Thubana laxata

Scientific classification
- Kingdom: Animalia
- Phylum: Arthropoda
- Class: Insecta
- Order: Lepidoptera
- Family: Lecithoceridae
- Genus: Thubana
- Species: T. laxata
- Binomial name: Thubana laxata (Meyrick, 1911)
- Synonyms: Brachmia laxata Meyrick, 1911;

= Thubana laxata =

- Authority: (Meyrick, 1911)
- Synonyms: Brachmia laxata Meyrick, 1911

Species of moth

Thubana laxata is a moth in the family Lecithoceridae. It was described by Edward Meyrick in 1911. It is found in Assam, India.

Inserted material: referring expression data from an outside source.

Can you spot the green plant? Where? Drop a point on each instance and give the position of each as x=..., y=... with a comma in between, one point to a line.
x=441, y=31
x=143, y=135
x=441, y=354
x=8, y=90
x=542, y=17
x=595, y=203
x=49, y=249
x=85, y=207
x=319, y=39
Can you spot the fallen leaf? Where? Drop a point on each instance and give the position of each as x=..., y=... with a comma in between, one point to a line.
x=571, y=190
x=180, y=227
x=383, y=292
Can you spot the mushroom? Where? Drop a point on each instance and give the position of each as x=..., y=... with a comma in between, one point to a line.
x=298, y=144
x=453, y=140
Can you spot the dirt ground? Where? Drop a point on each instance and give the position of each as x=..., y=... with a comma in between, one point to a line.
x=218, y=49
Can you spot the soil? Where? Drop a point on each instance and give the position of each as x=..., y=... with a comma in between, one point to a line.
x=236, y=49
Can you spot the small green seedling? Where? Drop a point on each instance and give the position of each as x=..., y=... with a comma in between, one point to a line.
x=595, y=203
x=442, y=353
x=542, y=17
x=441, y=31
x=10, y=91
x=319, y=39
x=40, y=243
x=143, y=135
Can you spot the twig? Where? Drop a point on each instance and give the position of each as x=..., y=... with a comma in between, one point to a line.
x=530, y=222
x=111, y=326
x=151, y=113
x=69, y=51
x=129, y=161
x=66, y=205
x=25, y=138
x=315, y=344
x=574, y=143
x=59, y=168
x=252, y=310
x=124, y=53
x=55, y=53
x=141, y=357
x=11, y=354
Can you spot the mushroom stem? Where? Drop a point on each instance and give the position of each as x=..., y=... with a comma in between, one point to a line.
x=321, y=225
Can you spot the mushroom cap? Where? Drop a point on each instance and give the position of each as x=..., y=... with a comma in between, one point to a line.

The wingspan is 18–22 mm. The forewings are dark purple-fuscous with a large irregular patch of darker suffusion resting on the dorsum before the middle, sometimes followed by more or less extensive pale ochreous suffusion in the disc and towards the dorsum, the plical and first discal stigmata are sometimes indicated on the margin of this patch. The second discal stigma and an additional spot beneath it are distinct in paler-suffused specimens, or confluent and obscure in darker ones. There are wedge-shaped pale yellow-ochreous costal and dorsal marks near the termen, sometimes connected by a faint curved line. The hindwings are fuscous.